Ich hab gestern Dune gesehen … hätte für mich ruhig lauter sein können. Ist doch mit ein Grund warum ich ins Kino gehe.


----------



## RyzA (19. September 2021)

Moin! In unserem Kino ist es aktuell noch erträglich aber war mal lauter. Da hatten wir den Betreiber darauf hingewiesen.
Morgen gehe ich übrigens auch in "Dune".


----------



## seventyseven (19. September 2021)

Das IMAX bei uns in Karlsruhe empfinde ich Anfangs auch immer als viel, viel zu laut. 
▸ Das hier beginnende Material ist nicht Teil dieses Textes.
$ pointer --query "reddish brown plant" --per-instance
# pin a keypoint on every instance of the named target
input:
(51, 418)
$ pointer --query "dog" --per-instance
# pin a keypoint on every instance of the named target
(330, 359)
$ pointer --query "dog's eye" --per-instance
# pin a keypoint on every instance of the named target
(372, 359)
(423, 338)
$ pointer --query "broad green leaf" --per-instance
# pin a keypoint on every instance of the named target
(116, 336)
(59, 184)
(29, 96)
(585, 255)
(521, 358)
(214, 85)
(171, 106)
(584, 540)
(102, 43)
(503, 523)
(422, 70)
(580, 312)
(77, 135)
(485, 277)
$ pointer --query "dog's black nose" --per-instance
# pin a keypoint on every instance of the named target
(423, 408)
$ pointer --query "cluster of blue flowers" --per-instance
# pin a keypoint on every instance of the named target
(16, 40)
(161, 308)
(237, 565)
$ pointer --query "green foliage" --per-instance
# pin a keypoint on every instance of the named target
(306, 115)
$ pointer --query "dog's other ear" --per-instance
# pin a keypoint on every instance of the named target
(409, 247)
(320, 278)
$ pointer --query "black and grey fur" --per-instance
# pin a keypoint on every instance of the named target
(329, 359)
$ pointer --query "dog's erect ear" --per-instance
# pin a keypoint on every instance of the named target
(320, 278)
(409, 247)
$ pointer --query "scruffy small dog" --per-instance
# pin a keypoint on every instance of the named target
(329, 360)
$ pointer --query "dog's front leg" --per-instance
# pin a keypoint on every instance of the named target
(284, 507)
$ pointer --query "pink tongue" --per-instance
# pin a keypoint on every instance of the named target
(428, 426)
Nach ein paar minuten geht es jedoch. 

Unser normales Kino hier ist Lautstärketechnisch aber durchweg super.


----------



## sinchilla (19. September 2021)

Ich gehe eigentlich nur noch mit meinen Kindern ins Kino, da hab ich teilweise schon Bedenken bezüglich ihrer Gesundheit, besonders in den ersten Reihen leidet so ein unverdorbenes Kindergehör sicherlich.

Deswegen sitzen wir mittlerweile freiwillig in den hinteren Reihen.


----------



## RyzA (19. September 2021)

sinchilla schrieb:


> Deswegen sitzen wir mittlerweile freiwillig in den hinteren Reihen.


Wobei ein gutes Surroundkino doch auch an den Seiten und hinten Boxen hat.


----------



## Cosmas (19. September 2021)

Ist hier von Kino zu Kino unterschiedlich, bzw war, denn dank dem ganzen Irrsinn hier, hat sich das für mich erstmal erledigt.

Die meisten sind gerade noch erträglich, aber einige scheinen da echt was kompensieren zu müssen, dabei hätten sie das gar nicht nötig, da hab ich mich dann auch schonmal beschwert und nach 15min entnervt den Film verlassen und mein Geld zurückgefordert (und auch bekommen), da mir dann echt die Ohren klingelten.

Man hat manchmal den Eindruck, das sie so das Unvermögen, einigen Zuschauern klar zu machen, die Klappe zu halten udn sich etwas zu benehmen, übertönen wollen, damit die Leute trotzdem noch den Film verstehen und sich so ein Wettlauf etabliert, wer denn am Ende lauter kann...da denkt man sich iwann dann doch, das die Baustelle an der man vorbei kam, irgendwie leiser war...


----------



## Olstyle (19. September 2021)

Bei den Kinos die ich vor dem großen C besucht habe war das nie ein Problem. Aber da werden die Zuschauer auch nur unruhig wenn Campino wieder versucht sich rein zu schleichen, ansonsten ist da niemand zu übertönen.


----------



## RyzA (19. September 2021)

Andere Zuschauer stören mich meistens nicht so weil ich eh nie in volle Kinovorstellungen gehe.
Ich warte immer ein paar Tage ab. Dann ist es leerer.


----------



## Finallin (19. September 2021)

HisN schrieb:


> Ist doch mit ein Grund warum ich ins Kino gehe.



Ja, sehe ich ganz genauso. - Von dem her ist es mir nicht zu laut. 
Aber es gibt durchaus Szenen die Tontechnisch manchmal so übertrieben sind, es es mich in dem Moment auch stört, aber das ist meckern auf hohem Niveau. - Im Kino will ich beschallt werden.


----------